この記事は Angular アドベントカレンダー 2019 の 11 日目の記事です。体調不良につき遅くなり申し訳ありません……。

はじめに

Angular の WebComponents 出力である Angular Elements が搭載されたのが Angular v6 でのことなので、1 年半になります。

今年は Setncil 1.0 がリリースされ、 lit-html での実装に比べ抽象度を高く保ちつつも、 pure WebComponents としての出力することができることから注目を浴びているように感じます。 Stencil での実装としても、 Angular の良い点である ShadowDOM + Sass を継承しており、 Component 単位で見ると Angular に通じる開発体験がある箇所もあります。 しかし Angular の出番が奪われたわけでは全くなく、やはりフレームワークとしての堅さ、簡潔な Template、高度なビルドシステムを持ちつつ、部分的に WebComponents として出力できることは他にない特徴かと思います。

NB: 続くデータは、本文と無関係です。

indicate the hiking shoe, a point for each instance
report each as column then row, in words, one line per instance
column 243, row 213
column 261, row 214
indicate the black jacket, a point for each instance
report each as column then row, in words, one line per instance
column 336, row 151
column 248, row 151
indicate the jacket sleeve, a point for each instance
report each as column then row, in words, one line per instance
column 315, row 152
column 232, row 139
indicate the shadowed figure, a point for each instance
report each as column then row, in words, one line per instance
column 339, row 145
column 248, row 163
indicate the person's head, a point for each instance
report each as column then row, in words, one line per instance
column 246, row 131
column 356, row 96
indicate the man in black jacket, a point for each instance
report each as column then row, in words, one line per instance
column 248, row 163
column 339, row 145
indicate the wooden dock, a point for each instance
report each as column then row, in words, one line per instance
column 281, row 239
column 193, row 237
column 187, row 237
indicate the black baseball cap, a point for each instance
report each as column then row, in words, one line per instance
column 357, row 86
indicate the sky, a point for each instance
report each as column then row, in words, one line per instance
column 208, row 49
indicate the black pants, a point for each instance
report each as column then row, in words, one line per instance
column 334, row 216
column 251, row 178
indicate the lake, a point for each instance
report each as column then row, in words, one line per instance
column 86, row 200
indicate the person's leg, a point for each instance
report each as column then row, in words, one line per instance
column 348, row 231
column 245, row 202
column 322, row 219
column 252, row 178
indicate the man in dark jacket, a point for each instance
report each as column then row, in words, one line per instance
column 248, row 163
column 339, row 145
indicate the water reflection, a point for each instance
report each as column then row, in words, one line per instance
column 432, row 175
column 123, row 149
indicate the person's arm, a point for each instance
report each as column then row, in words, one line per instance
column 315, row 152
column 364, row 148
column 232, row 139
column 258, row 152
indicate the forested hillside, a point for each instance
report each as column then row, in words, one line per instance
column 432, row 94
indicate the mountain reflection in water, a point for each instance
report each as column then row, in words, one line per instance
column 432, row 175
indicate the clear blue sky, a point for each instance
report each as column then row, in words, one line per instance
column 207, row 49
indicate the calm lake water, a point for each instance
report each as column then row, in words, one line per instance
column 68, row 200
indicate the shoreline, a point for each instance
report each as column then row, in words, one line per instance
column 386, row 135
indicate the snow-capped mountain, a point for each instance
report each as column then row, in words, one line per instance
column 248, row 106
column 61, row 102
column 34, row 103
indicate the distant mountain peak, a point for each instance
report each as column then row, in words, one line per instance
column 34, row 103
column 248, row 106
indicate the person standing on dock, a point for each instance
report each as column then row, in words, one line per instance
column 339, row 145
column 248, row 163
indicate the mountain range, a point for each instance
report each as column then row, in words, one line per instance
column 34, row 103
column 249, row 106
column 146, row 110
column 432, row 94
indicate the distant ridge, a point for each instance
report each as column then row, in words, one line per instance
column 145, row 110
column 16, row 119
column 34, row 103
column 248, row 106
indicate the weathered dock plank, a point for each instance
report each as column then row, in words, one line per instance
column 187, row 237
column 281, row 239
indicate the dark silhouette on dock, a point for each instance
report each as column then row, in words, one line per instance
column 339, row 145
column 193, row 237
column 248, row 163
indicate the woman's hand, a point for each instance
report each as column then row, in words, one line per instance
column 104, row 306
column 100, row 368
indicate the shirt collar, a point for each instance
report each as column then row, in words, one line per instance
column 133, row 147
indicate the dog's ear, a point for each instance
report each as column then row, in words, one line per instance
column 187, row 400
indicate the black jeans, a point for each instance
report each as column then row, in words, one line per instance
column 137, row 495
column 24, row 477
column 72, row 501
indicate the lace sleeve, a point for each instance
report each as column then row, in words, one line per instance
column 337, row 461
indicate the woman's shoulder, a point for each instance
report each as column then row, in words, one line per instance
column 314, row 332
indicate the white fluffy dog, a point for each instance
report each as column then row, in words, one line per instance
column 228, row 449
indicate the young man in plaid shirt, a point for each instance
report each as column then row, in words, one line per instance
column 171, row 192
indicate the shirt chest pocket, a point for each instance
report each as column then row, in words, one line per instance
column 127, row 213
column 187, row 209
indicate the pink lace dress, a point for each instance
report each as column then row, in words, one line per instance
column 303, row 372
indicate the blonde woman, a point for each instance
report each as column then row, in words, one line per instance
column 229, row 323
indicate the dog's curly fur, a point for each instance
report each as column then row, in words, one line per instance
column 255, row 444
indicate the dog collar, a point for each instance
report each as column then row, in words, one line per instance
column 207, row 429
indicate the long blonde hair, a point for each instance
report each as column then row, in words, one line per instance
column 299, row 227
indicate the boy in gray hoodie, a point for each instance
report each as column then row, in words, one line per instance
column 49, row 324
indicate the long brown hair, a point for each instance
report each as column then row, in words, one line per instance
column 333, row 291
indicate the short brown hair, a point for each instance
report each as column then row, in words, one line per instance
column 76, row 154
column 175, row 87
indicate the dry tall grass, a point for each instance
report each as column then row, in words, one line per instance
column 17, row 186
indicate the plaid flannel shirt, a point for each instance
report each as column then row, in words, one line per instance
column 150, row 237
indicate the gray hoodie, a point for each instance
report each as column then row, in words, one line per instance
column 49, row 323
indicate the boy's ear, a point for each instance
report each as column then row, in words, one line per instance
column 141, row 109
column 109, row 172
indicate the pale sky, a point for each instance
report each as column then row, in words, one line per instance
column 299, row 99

この記事では Angular Elements と Stencil で同様の簡単なサンプルを実装し、 Angular を触ったことがない人でも、意外ととっつきやすく、意外とバンドルサイズが大きくなく、 WebComponents としても十分実用的である、という点を紹介することを主な目的としています。 ですので、 Angular と Stencil のどちらが優れている、という点について言及するものではありません。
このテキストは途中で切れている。